This past week, I have been preoccupied with a particularly stubborn partnership return for a cryptocurrency mining company. I can’t divulge details for obvious reasons, but I wound up needing to do special allocations for income and revenue after one of the partners left partway through the year. And these allocations needed to be repeated across 6 states. Which should be easy, but every state does things a bit differently, meaning I need to do some absolutely stupid things to get the return right. Like manually calculating the depreciation for all assets in the Illinois return, even though not every asset is in Illinois, and then allocate that depreciation to two partners.

I eventually got everything right, but it was an hours-long multi-day process, during which I only retained my flaking sanity by listening to Misery X CPR on loop. A mashup that became something of a meme on YouTube, TickTock, and Twitter in late 2021, but I discovered it two months late via this nifty little animation.

So, what about this song compelled me to listen to it so many times? Well, musical analysis is far from my forte. However, the core of it is that Misery X CPR is something that I can listen to intently when I feel like it, and something I can listen to passively while concentrating on a moderately complex task. It is a vocally-driven song with discernible lyrics, which keep me stimulated when working on something dull, but the words of the song are not prominent enough to distract me. The mashup has a consistent structure from start to end, beginning with Misery before introducing CPR as a high-speed pitched up chorus that lasts for about 30 seconds, fades away for about 20 seconds, then returns. It gives the song some appreciated variety. The fade in and out offers a short, yet pleasant, break from a constant stream of music. And with a runtime of 3:28, the song never feels like it is dragging on.

Or in other words, it is a very well-balanced song for repeated playback… and it is also incredibly vulgar

Misery literally starts with the singer talking about how scared he is of breaking his penis when it bends in some girl’s vagina. While CPR is a hyper-sexual gag song with the line “I save dick by giving it CPR” repeated several times. Both songs are super explicit, but when merged together and just listened to casually, it is not immediately obvious how lewd the lyrics are. 

This mashup is also an instance where I think the songs might work better together than they do separately. On its own, Misery is a pretty standard pop love song, about a relationship going bad and the man trying to maintain communication with the woman. But the song’s music video, which has over 400 million views on YouTube, completely transforms the song’s tone and meaning by… basically being a parody.
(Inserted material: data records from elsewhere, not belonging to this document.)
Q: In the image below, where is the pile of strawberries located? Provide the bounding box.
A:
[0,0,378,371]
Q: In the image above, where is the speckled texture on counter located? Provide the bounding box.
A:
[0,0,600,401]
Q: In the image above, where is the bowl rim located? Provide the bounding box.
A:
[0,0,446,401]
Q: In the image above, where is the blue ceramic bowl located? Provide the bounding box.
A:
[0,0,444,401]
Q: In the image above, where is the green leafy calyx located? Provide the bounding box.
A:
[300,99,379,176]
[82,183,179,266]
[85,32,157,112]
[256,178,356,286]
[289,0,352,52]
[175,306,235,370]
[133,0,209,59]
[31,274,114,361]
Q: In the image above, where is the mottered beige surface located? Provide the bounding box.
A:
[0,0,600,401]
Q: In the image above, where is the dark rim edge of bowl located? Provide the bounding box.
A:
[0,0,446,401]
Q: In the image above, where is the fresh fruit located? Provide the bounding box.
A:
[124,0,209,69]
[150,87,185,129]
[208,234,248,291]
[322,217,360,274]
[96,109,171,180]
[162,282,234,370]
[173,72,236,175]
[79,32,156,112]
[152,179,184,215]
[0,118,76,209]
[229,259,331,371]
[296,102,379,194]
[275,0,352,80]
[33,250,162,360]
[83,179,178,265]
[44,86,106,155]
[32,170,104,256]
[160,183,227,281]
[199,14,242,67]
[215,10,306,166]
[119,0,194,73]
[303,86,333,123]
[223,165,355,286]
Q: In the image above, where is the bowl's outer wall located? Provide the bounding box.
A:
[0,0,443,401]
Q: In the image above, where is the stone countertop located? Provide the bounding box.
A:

The music video is this wackadoo hyper-sexualized slapstick schtick where this horndog keeps trying to get in this girl’s pants. But she keeps beating the crap out of him, bashing his head between doors, throwing him into cars, and pulling out a freaking rocket launcher. It’s hyperbolic and sexualized in a way that normally turns me off of music videos, but it works in the video… In fact, the video itself is so entertaining that it makes the song seem lame and generic by comparison. So, um… good-job, bad-job, I guess.

I’m also not crazy about CPR. The slurping sounds, the echoing screams, the deeper and more androgynous voice of the female singer, CupcakKe, and the higher-pitched backing vocals of a woman feigning the sounds of sex. It is has big “Imma fuck you in an alley and Imma make you cum” energy, and I can’t say I really vibe with that. I still respect what it is trying to do, but I prefer the version by EnVtuber Akuma Nihmune, whose performance and the more uniform backing vocals gives the song more of a sultry and intimate tone. Or to spin this another way, the original is ‘I’m gonna fuck you’ while Nihmune’s version is ‘c’mon, let’s fuck’. That’s a galaxy of difference!

While I’m at it, the Reeses Puff version of Misery X CPR is fine, but it robs the original two-part mashup of certain qualities for the sake of humor. It is funny, but it is a worse song.

…I like how I’m not even trying to tie in these intros to anything anymore and just go on 500 to 1,000 word tirades. It’s great fun!

Let’s start off this week by following up on an acquisition story from December 2020. Back when Sony decided to broaden their stake in the global anime industry by purchasing Crunchyroll from AT&T. With their goal being to broaden their stake in the global anime industry by merging Crunchyroll, Inc., the largest English-language distributor of Anime in the word, with the largest English-language anime dubbing studio in the world, Funimation. This gave way to a year-long corporate reconstruction that resulted in Crunchyroll, Inc. becoming the subsidiary of Funimation, who changed their name from Funimation to Crunchyroll LLC. Or in other words, the old Crunchyroll is Crunchyroll Inc. and Funimation is now Crunchyroll LLC.

Now that things are finally restructured, Crunchyroll announced that Funimation content is coming to the Crunchyroll platform, and that all future Funimation content for the Spring 2022 anime season, beginning in April, will be only available on Crunchyroll. Meaning that Funimation, as a platform, is dead, and it lives on in Crunchyroll. And as a name… it might stick around for a while, or it might not. You never know with these things.

None of this is all too surprising. Just about everybody and their dog predicted that these two companies would merge in some way and they would create a unifying service. A service that, thanks to a surplus of new content, can justify raising its prices over time. As I said back in December 2020, this is a worrying precedent. And I think that this will hurt the industry in the long-run as the anime industry starts becoming dependent on Crunchyroll to distribute their work. Plus, you know that Sony is looking to expand Crunchyroll even further. 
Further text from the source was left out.